Reza
They arrive midmorning.
Not announced. Not ceremonious. Just present. The way people with unquestioned access always are.
I know before I see them.
The packhouse shifts subtly. Postures straighten. Voices lower. It isn’t alarm.
It’s recognition.
Respect folding itself neatly into routine.
Aaron’s parents.
I’m near the common corridor when their voices carry toward me, his mother warm and measured, his father quieter, grounded in a way that feels immovable.
Aaron walks with them.
Half a step ahead.
Alpha first. Always.
Something tightens unexpectedly in my chest.
Hope.
His mother sees me.
Her expression brightens immediately, recognition flickering across her face as if she has been given my name already, my outline, my importance. She steps forward without hesitation.
“You must be...”
Aaron moves.
Not sharply. Not rudely. Just enough.
“Mother,” he says calmly, “Carl’s expecting us.”
The unfinished sentence hangs between us.
His mother pauses.
Her gaze flicks from his face to mine, reading the omission for exactly what it is.
A decision.
Confusion touches her features, brief, maternal, but she does not challenge him. Trust settles back into place with practiced grace.
“Of course,” she says easily. “We shouldn’t keep people waiting.”
She inclines her head toward me as she passes. Not dismissal.
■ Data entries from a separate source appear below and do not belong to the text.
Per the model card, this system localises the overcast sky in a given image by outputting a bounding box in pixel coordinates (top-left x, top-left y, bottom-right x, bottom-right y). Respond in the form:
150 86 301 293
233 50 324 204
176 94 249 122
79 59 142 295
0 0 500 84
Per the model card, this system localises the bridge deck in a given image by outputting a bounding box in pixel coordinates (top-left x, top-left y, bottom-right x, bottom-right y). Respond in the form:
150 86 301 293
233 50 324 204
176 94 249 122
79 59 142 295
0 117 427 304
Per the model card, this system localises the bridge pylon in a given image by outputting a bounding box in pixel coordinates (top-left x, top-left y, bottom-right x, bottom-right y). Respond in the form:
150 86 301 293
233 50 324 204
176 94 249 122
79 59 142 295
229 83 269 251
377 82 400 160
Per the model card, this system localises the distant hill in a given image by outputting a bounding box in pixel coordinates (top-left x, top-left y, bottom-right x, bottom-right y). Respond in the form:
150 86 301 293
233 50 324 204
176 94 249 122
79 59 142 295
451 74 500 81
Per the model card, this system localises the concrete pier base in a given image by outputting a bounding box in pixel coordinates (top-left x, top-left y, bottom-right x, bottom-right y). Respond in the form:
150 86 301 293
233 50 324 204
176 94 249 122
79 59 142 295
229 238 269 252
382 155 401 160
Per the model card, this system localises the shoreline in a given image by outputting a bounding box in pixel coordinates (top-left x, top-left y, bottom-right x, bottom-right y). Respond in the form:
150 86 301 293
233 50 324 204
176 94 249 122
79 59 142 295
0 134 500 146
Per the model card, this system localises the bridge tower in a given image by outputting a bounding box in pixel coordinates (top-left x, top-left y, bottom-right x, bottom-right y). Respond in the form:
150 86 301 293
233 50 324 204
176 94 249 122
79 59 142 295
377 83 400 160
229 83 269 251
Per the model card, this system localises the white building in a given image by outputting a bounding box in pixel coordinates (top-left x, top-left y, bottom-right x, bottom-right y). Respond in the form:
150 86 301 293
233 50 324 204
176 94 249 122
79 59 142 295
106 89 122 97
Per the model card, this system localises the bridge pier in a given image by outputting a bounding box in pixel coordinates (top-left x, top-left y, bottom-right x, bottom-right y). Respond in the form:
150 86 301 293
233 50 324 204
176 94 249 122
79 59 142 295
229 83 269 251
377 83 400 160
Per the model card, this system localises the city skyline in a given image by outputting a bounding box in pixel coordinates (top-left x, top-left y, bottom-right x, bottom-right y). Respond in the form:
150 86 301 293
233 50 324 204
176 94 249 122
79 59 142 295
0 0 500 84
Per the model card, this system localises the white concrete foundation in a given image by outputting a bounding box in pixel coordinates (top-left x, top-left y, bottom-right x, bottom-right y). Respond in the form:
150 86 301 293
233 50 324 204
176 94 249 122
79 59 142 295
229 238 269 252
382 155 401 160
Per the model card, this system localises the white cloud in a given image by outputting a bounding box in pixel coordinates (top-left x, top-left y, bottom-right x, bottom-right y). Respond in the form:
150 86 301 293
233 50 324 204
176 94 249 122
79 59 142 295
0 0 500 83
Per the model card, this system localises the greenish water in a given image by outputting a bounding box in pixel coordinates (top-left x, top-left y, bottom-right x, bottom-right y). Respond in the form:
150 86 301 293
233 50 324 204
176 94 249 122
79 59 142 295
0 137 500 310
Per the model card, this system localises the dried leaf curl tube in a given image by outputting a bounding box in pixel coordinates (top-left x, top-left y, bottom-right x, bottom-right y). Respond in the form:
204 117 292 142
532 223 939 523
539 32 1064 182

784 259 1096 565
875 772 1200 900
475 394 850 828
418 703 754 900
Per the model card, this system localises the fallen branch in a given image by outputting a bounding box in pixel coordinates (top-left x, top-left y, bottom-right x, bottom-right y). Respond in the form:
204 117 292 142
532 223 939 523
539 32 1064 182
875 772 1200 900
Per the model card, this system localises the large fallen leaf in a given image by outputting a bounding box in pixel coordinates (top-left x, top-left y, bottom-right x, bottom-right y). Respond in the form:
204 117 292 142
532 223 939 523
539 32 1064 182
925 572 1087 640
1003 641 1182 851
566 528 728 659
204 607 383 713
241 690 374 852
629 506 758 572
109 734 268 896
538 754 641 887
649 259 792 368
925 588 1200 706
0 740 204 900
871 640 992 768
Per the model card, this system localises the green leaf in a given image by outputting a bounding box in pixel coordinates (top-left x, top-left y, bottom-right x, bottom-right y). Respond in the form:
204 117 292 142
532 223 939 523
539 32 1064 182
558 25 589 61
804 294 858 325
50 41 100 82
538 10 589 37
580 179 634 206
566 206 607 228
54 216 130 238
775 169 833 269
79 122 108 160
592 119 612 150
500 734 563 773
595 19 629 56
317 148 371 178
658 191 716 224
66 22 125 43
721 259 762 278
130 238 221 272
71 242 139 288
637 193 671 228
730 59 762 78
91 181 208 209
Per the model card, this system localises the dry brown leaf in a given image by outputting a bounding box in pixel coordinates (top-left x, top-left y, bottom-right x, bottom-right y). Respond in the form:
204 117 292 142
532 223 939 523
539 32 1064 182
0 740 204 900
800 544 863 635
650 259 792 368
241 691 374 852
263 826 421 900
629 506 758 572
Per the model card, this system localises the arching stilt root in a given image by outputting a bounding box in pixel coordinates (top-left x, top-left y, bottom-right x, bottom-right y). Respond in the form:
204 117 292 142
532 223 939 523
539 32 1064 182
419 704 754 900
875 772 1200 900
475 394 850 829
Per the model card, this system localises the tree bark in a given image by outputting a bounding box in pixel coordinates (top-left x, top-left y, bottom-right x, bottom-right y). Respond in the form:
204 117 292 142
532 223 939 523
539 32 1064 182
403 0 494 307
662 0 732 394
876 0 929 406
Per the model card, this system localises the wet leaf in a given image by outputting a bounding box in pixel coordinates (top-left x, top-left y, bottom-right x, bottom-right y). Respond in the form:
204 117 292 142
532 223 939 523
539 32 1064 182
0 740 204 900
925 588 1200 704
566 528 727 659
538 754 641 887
Acknowledgment without claim.
Her hand brushes Aaron’s arm once.
A question deferred.
And then they’re gone.
I remain where I am, suddenly aware of the space around me, close enough to be seen, not close enough to be included.
Invisible by omission.
Aaron doesn’t look back, he knows exactly where I’m standing.
Not avoidance.
Choice.
Starla is quiet inside me.
- This is restraint, she murmurs eventually. Not rejection.
- I know, I say back.
But knowing does not blunt the edge.
Nancy finds me minutes later and studies my face only once before looping her arm through mine.
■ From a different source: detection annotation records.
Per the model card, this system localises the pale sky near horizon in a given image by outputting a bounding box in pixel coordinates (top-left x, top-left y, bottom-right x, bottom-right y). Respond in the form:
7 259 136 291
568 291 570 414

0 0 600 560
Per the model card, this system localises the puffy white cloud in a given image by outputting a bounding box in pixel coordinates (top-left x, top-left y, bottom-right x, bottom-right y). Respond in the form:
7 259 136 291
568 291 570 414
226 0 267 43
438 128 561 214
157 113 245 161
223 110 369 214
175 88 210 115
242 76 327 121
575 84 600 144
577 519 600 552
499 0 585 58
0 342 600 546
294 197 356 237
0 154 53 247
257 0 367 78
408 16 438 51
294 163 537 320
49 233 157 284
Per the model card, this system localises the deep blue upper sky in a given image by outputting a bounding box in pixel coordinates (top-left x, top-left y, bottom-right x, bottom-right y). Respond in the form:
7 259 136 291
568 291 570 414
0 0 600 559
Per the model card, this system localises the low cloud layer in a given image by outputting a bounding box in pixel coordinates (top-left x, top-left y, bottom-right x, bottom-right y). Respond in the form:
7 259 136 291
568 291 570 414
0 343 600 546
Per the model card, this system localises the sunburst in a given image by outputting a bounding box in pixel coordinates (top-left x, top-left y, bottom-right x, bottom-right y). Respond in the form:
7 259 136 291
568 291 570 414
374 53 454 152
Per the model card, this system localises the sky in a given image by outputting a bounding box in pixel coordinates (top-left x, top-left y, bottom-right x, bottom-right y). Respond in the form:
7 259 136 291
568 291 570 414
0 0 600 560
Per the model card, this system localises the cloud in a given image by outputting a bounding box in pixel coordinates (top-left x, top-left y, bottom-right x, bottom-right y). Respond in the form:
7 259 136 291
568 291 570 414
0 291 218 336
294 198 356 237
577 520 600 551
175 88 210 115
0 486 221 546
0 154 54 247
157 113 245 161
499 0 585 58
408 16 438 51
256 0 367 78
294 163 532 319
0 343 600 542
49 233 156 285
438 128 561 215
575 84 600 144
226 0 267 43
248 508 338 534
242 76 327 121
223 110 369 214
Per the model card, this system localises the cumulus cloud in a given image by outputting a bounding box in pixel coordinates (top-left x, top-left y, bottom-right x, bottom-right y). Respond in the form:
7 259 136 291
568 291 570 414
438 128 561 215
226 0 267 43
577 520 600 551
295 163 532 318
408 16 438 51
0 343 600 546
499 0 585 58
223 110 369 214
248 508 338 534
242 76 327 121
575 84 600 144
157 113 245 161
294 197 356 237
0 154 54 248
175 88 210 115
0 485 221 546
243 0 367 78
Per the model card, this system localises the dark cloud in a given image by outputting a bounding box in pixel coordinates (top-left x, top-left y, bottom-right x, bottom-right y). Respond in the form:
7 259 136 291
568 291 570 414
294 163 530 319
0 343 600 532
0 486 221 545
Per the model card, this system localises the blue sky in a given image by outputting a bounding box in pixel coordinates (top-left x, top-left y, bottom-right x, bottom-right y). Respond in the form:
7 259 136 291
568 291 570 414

“Come with us,” she says gently. Not asking.
Outside, the air is too bright.
Too clear for the heaviness sitting just beneath my ribs.
“How do you feel?” Nancy asks me.
“Fine,” I tell her, even though my heart feels like it's ripped from my chest.
“You don’t look fine,” Nancy says after a few steps. “You look… controlled.”
I exhale slowly.
“He didn’t introduce me.”
“I saw,” she replies. “Our mother was ready to meet you.”
“Yes.”
“But he wasn’t.”
There is no accusation in her voice.
Only clarity.
“I don’t think he knows what to do,” she continues.
“I don’t think he’s letting himself figure it out where I can see it,” I say.
“That hurts.”
“Yes.”
Ahead of us, laughter rises from the others, easy and unburdened. Life continuing exactly as it should.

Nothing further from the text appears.